To gather these parts and assemble them, HCL OneTest Performance records not only application traffic but also pertinent details of underlying TCP sockets through which it was exchanged. Alongside, it also notes the periods of stillness on the socket streams and their durations to deduce the time the browser spent on client-side processing. In addition, the captured recording session, which is used to generate test scripts, also contains the details of connections and the sets of requests that were sent on each of them.
While playing back a test script as each individual virtual user, for each page HCL OneTest Performance keeps track of the instant at which the first request was made (typically when the connection was opened if it is the first page) and the instant at which the last byte of the last request in that page was received.

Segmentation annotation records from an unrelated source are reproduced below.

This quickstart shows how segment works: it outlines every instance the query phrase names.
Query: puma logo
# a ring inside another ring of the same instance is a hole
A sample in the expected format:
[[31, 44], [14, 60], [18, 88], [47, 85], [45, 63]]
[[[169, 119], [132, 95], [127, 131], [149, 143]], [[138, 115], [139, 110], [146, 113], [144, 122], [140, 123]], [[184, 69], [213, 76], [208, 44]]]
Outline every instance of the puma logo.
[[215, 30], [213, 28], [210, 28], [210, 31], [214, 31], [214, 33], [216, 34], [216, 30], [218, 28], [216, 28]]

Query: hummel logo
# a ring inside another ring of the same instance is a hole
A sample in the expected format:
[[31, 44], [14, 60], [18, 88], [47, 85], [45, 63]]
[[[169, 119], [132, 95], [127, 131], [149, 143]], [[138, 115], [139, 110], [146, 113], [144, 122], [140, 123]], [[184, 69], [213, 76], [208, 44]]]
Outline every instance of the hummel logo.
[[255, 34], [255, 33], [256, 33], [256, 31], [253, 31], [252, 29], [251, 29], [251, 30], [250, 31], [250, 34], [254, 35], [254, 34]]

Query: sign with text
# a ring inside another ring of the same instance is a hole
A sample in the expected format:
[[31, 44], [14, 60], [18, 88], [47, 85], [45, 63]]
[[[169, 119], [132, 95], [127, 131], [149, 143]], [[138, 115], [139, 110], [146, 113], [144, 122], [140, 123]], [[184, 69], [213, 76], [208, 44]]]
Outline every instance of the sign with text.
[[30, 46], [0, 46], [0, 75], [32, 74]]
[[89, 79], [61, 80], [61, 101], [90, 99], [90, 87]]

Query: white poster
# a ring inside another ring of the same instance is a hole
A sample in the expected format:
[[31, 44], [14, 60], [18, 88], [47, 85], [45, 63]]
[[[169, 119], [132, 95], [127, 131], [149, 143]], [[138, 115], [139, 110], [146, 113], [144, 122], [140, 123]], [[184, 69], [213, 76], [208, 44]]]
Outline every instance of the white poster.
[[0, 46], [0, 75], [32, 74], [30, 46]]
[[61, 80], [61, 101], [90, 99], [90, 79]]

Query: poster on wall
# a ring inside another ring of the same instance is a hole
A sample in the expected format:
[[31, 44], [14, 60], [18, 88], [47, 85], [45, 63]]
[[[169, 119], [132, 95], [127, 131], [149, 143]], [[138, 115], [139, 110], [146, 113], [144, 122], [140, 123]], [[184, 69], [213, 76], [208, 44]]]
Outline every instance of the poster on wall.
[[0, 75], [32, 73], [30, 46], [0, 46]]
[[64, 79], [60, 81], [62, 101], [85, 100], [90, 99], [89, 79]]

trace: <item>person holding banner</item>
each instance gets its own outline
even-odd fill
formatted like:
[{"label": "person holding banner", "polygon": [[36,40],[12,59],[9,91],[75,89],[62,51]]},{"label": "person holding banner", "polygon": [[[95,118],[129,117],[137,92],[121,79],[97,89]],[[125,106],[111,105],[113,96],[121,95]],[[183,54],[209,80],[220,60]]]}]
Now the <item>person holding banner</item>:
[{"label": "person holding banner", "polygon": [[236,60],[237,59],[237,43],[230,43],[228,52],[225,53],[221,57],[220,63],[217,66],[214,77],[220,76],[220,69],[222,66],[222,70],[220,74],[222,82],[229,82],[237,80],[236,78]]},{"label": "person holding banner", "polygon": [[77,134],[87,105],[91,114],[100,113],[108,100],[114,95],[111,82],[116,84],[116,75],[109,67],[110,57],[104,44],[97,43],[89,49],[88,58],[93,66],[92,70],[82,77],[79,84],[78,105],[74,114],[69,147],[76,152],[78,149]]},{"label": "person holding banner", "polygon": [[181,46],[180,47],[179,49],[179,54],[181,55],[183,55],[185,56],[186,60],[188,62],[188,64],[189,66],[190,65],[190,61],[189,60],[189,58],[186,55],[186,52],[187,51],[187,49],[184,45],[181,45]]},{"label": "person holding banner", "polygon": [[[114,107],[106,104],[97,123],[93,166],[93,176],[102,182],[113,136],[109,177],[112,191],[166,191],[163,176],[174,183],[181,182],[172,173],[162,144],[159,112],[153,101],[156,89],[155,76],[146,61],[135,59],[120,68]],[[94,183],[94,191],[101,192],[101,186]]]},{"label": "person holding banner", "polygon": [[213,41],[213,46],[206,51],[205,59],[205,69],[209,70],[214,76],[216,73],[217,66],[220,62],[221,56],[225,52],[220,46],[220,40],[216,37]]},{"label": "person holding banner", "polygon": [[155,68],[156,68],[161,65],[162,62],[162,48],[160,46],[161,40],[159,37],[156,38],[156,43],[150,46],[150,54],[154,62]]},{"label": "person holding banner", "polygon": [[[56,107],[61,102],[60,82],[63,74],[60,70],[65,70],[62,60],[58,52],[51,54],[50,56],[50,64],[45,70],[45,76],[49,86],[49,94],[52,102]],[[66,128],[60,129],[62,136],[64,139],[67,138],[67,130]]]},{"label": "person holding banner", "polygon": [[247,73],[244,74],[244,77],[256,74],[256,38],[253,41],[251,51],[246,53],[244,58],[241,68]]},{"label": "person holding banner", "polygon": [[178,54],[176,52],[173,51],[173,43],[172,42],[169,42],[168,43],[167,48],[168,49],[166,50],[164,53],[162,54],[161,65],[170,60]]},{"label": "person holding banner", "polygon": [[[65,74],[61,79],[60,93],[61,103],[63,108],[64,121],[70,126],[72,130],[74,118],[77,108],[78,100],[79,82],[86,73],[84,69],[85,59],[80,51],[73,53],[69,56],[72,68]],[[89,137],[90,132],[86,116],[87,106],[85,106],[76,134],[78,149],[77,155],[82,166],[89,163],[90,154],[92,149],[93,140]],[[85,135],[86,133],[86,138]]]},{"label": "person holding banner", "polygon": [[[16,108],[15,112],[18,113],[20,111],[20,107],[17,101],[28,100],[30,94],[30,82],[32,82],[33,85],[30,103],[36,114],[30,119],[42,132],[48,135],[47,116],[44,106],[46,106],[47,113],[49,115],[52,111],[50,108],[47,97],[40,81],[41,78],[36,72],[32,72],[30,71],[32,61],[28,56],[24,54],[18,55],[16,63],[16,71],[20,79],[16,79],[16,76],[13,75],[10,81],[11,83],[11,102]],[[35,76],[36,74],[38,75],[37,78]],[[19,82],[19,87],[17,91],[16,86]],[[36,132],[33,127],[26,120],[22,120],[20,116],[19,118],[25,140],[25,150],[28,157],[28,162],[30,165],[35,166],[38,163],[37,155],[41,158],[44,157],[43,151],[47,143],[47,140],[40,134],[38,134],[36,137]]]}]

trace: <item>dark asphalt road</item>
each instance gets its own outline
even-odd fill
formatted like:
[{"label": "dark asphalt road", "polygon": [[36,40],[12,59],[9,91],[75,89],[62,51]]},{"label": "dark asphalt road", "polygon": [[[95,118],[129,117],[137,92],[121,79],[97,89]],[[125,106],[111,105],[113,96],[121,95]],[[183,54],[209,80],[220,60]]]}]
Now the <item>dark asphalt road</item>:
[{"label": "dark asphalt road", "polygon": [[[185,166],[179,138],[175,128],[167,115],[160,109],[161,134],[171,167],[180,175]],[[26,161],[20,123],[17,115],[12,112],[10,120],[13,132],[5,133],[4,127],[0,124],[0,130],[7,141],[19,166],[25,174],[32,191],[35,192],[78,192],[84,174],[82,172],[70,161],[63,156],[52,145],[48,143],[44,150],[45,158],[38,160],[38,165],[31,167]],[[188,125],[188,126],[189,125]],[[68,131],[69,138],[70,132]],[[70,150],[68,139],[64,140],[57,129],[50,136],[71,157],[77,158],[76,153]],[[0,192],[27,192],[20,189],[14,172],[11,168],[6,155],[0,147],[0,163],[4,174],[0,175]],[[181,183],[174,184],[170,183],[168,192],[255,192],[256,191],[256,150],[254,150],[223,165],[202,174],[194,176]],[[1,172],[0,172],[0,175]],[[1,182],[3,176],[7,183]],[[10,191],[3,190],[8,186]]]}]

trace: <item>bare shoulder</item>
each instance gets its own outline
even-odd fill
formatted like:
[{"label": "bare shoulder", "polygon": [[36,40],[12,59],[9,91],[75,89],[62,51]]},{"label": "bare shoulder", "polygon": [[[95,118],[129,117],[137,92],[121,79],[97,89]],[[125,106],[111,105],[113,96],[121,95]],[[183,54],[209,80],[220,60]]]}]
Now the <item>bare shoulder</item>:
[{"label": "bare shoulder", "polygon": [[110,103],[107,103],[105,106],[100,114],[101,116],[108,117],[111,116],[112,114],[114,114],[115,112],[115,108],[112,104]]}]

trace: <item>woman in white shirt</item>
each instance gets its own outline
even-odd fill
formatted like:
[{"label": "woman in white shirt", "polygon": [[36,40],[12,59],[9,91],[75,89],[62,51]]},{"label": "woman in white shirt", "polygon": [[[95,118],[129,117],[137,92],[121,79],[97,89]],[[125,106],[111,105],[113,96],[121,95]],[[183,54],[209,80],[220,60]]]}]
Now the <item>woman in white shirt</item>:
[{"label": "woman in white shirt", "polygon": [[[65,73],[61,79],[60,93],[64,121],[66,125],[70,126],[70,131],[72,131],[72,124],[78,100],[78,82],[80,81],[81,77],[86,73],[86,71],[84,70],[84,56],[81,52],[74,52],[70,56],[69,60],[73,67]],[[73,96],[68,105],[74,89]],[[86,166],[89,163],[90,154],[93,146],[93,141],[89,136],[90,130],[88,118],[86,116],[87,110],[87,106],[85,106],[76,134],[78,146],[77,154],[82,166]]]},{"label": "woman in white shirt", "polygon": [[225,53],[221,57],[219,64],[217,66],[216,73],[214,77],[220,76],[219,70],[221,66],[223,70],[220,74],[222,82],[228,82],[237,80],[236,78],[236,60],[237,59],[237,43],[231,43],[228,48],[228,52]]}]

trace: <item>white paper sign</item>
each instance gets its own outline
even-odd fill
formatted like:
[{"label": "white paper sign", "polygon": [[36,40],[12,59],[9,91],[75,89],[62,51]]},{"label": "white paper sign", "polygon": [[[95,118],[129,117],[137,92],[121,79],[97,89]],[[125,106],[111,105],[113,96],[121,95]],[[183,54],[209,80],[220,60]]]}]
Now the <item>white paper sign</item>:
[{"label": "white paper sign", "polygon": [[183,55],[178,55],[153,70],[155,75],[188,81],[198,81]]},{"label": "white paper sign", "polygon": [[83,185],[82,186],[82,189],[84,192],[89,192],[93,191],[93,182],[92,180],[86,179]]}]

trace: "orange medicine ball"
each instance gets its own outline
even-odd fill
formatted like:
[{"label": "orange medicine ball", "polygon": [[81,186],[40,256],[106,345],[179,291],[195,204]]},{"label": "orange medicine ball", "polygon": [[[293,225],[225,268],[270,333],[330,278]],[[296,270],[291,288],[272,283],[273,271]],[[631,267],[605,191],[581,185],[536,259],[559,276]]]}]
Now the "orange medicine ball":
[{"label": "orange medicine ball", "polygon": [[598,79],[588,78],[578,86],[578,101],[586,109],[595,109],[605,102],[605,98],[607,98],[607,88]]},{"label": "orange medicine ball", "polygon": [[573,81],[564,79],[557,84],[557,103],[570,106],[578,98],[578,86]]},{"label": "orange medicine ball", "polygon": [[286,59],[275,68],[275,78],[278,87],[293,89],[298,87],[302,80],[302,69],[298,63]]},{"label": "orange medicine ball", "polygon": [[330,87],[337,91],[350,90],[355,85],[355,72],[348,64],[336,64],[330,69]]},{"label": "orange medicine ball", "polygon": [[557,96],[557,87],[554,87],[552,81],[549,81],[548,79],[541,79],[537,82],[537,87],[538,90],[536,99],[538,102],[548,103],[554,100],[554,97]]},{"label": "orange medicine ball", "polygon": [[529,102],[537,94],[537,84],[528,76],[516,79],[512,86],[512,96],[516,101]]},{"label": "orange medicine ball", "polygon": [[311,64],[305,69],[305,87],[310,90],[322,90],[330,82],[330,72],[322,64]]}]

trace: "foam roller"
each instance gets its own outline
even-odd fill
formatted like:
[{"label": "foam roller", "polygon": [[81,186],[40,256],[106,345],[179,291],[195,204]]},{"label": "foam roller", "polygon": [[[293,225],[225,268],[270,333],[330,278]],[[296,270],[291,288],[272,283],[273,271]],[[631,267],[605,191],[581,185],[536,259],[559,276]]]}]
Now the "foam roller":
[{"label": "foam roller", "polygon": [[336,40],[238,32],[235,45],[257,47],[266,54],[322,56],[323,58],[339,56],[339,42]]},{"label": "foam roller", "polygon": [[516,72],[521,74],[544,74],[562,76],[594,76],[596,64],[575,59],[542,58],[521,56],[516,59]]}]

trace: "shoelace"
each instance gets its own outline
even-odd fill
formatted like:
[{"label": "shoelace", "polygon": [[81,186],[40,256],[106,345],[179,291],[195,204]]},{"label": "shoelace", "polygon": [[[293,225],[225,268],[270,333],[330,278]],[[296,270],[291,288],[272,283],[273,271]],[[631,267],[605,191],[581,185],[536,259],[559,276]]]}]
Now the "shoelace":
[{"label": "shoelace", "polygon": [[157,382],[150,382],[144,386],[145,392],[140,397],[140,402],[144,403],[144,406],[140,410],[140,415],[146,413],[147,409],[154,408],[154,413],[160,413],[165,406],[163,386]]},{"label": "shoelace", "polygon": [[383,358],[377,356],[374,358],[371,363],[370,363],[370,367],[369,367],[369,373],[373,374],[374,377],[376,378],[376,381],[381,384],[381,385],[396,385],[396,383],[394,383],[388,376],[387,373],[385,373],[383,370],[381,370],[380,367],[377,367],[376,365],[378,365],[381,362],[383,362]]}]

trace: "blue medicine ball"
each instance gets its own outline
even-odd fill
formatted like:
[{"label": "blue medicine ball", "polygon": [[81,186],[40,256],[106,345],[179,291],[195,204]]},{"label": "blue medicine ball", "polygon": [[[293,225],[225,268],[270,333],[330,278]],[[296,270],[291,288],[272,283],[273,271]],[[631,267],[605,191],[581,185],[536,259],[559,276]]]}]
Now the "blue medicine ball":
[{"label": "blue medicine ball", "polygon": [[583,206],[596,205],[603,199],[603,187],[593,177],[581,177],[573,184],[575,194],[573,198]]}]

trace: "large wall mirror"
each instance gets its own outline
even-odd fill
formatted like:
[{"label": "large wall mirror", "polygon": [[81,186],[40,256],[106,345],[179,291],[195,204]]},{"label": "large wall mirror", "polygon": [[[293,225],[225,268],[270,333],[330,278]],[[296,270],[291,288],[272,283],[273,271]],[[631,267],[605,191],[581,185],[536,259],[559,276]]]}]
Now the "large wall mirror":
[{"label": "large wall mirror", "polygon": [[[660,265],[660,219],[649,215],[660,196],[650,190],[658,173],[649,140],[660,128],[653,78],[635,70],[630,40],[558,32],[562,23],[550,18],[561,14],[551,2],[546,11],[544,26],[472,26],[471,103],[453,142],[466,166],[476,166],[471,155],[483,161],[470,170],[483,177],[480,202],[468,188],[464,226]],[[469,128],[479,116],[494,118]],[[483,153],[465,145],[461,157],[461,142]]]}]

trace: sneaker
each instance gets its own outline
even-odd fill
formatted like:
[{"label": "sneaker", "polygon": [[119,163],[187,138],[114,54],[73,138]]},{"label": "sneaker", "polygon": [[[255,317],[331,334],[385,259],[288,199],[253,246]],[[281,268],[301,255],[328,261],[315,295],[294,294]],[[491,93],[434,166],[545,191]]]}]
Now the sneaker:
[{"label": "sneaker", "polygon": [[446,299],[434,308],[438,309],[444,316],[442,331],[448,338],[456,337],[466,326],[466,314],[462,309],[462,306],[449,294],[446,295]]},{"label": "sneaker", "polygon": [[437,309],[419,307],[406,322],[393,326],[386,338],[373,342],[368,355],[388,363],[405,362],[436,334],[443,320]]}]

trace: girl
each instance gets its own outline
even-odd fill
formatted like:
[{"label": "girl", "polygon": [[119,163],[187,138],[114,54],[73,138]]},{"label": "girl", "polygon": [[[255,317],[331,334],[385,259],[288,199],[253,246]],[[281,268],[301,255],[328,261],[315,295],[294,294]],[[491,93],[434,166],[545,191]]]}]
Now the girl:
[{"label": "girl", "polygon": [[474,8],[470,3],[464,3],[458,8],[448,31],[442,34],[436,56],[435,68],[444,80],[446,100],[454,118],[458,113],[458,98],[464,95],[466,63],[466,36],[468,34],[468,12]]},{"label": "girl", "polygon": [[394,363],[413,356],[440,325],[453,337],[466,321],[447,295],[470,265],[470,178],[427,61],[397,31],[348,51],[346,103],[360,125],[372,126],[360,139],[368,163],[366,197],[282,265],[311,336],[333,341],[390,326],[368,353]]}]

The final response time calculated for a page is the difference in time between those two instants. By mimicking the browser’s behaviour in the structure and timing of requests, HCL OneTest Performance measures and delivers a “response time” metric that’s realistic: as near it can get to the time-to-interactive (TTI) that an end user would experience.
Response time – contributors
Though HCL OneTest Performance’s view of web application performance testing is defaulted to center around pages, it does aid you in drilling down and looking at what factors contributed to an overall response time. The product’s feature-rich and intuitive reports provide easy options to examine individual page response times and its contributors such as: connection times, page element (request) response times, and client delays.
Conclusion
In this post, we understood why HCL OneTest Performance considers the sequence of events that occur during a user navigation as an indivisible entity: a default transaction. We learned the structure of a Page in HCL OneTest Performance and how it meets the end goal of browser fidelity: collecting a response time metric that’s as close as it can get to the response time experienced by an end user on a browser.